- Date published:
1:06 pm, March 19th, 2009 - 10 comments
Categories: election 2008, election funding - Tags: act, council of trade unions, david farrar, ema, epmu, family first, national, psa, sensible sentencing trust, third parties
The Electoral Commission has released the third party spending returns for the 2008 election campaign and it looks like for all National and ACT’s fears that the $120,000 third party cap would stop groups from being able to express themselves, only the Council of Trade Unions came close with a spend of around $100k.
Other unions spent a relative pittance, and make a mockery of National’s line that the Electoral Finance Act was designed so that unions could spend millions on behalf of Labour. Seems it was just PR all along. The only other significant union spend was from the PSA, which ran a strongly focused issues campaign on protecting public services. And all that fuss from National over the EPMU’s registration was over the grand sum of $5,690.
What I find interesting is the lack of right-wing third parties on that list.

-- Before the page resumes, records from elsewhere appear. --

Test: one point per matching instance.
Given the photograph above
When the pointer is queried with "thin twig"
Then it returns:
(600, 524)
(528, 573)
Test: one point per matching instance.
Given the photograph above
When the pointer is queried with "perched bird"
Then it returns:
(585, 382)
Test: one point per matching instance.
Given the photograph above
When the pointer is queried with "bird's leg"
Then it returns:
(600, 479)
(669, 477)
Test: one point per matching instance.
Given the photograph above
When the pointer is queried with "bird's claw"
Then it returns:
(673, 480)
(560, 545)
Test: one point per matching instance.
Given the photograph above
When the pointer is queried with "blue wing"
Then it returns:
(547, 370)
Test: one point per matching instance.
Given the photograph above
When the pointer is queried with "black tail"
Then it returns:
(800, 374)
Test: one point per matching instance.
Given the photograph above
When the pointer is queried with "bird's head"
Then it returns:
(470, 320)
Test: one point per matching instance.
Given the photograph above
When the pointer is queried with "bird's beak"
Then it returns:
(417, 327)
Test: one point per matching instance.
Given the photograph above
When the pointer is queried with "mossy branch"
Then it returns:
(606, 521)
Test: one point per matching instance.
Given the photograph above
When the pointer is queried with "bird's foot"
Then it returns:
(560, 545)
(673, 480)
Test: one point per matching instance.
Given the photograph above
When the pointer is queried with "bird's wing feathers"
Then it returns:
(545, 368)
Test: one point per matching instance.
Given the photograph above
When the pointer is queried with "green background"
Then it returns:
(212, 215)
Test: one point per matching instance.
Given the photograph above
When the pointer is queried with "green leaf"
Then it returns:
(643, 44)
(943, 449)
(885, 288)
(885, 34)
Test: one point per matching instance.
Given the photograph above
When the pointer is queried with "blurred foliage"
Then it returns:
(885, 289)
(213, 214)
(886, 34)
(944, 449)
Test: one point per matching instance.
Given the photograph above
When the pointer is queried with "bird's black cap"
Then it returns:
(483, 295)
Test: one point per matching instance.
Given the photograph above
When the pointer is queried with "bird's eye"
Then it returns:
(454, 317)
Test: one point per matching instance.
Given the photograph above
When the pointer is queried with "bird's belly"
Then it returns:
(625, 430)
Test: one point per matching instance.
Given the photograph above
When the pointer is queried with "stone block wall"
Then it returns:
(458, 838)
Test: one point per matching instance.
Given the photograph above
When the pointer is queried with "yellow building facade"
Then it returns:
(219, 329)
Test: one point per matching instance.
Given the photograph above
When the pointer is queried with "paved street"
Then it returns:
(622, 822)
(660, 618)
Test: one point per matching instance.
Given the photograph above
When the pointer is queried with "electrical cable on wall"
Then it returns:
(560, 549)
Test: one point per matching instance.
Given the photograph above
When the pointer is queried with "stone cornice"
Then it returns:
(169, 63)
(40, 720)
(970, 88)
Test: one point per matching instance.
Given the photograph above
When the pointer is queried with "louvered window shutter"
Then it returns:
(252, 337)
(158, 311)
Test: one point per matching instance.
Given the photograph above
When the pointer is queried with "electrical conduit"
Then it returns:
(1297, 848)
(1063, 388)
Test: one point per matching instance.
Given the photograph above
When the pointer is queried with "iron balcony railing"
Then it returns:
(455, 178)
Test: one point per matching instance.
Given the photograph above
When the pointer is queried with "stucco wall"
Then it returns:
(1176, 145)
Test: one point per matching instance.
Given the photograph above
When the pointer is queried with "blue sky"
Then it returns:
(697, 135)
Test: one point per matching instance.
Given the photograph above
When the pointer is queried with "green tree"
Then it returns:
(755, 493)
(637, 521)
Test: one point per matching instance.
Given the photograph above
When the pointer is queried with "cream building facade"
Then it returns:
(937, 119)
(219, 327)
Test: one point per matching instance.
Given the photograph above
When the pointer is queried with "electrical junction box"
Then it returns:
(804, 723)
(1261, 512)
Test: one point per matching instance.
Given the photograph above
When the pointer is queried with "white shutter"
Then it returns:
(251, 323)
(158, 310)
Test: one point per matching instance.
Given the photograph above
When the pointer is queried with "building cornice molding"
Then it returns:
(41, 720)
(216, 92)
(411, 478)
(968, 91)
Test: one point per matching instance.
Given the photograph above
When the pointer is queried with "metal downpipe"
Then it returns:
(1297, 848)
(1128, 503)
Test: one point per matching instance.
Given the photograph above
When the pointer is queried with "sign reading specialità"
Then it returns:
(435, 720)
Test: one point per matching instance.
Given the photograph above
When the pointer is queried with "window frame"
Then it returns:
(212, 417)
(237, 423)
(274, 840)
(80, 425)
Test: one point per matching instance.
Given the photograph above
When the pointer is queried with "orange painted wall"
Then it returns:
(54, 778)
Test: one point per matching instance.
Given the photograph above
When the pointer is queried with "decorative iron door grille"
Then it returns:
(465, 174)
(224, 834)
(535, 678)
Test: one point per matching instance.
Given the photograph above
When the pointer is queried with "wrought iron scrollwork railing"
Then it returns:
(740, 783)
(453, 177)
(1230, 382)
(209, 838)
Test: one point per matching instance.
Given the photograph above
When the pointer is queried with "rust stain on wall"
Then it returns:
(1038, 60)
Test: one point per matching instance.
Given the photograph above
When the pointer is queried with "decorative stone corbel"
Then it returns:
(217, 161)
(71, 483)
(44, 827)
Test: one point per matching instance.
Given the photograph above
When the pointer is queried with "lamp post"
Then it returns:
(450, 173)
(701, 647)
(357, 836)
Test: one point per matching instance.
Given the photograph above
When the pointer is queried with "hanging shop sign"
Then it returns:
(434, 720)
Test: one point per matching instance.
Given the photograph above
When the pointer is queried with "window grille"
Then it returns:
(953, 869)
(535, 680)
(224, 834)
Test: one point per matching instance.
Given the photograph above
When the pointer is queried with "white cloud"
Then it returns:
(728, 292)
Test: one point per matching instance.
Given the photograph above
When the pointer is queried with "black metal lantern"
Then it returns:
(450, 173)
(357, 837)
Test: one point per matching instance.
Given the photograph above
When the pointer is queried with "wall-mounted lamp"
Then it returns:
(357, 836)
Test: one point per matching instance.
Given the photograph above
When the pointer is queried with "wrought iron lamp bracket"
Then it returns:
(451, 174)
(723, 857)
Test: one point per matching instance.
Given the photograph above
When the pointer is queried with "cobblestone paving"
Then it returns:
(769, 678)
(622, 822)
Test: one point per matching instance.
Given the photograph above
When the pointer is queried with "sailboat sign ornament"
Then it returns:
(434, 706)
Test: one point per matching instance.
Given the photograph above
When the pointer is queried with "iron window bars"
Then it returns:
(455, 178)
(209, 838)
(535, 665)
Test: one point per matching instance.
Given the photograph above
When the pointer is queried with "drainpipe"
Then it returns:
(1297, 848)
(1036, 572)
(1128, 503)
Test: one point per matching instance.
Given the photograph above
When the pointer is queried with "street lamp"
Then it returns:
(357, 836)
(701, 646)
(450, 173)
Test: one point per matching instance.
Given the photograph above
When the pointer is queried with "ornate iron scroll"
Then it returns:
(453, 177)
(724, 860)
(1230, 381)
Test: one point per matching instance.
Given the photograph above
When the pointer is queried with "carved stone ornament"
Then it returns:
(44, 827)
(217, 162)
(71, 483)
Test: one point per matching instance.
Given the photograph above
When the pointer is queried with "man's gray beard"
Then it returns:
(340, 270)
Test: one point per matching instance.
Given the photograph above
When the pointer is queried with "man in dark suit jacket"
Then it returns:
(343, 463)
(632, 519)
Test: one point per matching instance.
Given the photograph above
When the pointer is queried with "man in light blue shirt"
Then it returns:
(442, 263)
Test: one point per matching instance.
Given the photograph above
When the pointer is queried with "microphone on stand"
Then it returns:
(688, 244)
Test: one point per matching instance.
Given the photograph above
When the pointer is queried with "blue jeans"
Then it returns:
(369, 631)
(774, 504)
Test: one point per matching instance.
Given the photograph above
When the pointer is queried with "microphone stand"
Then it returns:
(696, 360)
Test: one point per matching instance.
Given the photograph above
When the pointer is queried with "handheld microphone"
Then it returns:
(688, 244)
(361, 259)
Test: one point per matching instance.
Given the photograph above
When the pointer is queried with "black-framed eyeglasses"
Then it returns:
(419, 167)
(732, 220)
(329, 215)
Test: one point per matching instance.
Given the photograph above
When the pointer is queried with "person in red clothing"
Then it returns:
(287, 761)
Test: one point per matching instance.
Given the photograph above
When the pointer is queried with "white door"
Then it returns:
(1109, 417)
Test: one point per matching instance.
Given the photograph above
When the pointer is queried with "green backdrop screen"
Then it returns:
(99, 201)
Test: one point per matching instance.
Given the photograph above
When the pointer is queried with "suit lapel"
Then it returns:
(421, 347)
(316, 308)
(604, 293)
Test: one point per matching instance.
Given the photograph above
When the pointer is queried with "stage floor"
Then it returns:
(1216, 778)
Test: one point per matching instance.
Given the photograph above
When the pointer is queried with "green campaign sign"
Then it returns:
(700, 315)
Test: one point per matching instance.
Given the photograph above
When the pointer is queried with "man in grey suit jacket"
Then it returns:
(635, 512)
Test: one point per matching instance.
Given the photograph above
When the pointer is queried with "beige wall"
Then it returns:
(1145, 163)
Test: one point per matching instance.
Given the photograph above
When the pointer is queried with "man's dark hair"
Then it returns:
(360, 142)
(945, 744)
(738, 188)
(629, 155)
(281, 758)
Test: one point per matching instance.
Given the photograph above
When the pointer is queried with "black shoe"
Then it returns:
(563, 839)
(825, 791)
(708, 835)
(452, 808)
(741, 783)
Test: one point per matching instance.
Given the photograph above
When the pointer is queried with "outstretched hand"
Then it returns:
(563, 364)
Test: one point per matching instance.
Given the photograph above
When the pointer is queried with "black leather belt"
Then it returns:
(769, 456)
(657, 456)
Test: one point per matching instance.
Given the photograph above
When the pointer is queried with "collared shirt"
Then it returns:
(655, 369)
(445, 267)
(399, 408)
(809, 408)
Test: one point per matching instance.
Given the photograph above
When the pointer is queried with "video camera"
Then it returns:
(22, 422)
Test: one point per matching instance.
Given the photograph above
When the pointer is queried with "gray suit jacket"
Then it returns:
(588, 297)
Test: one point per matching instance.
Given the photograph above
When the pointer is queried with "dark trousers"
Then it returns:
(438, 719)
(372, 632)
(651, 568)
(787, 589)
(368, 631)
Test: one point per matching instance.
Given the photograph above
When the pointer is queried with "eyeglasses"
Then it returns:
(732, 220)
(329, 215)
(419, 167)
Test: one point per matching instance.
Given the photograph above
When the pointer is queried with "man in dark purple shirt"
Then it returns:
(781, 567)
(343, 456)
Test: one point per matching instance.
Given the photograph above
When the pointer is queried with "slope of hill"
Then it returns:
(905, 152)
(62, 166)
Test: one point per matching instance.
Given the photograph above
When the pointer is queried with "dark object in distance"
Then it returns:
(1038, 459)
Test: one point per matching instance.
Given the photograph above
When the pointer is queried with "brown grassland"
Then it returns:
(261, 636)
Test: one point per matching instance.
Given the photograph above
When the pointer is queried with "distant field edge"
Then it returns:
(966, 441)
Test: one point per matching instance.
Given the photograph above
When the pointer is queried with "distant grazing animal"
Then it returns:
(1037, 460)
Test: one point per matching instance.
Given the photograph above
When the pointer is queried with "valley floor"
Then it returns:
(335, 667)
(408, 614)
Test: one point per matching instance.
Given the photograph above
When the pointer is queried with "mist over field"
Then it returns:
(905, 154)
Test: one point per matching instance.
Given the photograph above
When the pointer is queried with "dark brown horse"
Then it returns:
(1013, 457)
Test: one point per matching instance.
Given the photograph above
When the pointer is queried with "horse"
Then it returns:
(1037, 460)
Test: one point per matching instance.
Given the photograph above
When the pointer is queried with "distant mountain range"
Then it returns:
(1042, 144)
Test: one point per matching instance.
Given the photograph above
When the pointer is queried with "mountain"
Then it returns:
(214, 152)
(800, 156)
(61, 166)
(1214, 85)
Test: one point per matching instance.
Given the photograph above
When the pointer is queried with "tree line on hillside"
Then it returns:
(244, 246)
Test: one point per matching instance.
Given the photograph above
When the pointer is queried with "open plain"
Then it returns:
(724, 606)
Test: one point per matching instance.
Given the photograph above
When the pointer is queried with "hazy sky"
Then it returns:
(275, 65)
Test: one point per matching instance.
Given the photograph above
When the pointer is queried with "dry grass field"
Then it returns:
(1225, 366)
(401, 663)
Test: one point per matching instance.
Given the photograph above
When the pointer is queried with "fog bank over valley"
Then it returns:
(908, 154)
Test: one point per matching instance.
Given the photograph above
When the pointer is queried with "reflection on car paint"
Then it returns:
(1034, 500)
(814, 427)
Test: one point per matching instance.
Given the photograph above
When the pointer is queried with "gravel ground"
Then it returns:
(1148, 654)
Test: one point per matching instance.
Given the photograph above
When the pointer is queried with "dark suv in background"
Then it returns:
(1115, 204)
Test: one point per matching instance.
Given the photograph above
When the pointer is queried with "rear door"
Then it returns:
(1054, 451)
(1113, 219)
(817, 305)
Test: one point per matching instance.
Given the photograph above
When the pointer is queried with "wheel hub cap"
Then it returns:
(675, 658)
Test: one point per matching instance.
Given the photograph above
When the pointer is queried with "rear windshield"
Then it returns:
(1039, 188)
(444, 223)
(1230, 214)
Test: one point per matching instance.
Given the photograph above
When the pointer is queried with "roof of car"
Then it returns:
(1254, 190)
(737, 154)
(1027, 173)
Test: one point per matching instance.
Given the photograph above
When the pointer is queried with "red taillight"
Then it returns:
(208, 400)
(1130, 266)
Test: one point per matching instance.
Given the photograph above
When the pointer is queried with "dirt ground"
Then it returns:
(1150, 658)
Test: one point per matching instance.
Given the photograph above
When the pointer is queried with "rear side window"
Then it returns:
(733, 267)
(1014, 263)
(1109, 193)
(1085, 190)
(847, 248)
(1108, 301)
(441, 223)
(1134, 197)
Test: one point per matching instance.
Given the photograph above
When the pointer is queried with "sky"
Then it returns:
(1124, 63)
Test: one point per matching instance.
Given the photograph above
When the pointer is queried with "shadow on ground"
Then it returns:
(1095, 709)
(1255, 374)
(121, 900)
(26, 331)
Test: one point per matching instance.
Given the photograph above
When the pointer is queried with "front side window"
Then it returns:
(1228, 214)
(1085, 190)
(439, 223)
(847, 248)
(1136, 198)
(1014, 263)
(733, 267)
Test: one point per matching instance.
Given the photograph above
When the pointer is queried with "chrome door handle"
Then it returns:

The EMA, for example, placed huge ads in the paper yet they’ve neither registered nor bothered to account for them. And, true to their word, the Sensible Sentencing Trust doesn’t appear to have registered either. I’d be very interested to find out how much those two organisations spent on getting National and ACT elected.
Strangely, Family First is listed on the Electoral Commission website as filing a nil return, yet when you open their PDF it shows more than $40,000 of spending on pamphlets and newspaper advertising. I could be reading this entirely wrong, so if anyone can explain it to me I’d appreciate it.
And I should also give some kudos to David Farrar. Even though his Free Speech Coalition was set up to oppose the EFA on behalf of National, he still registered under the Act and followed the law precisely, filing a return of $29,491. Credit where credit’s due and all that.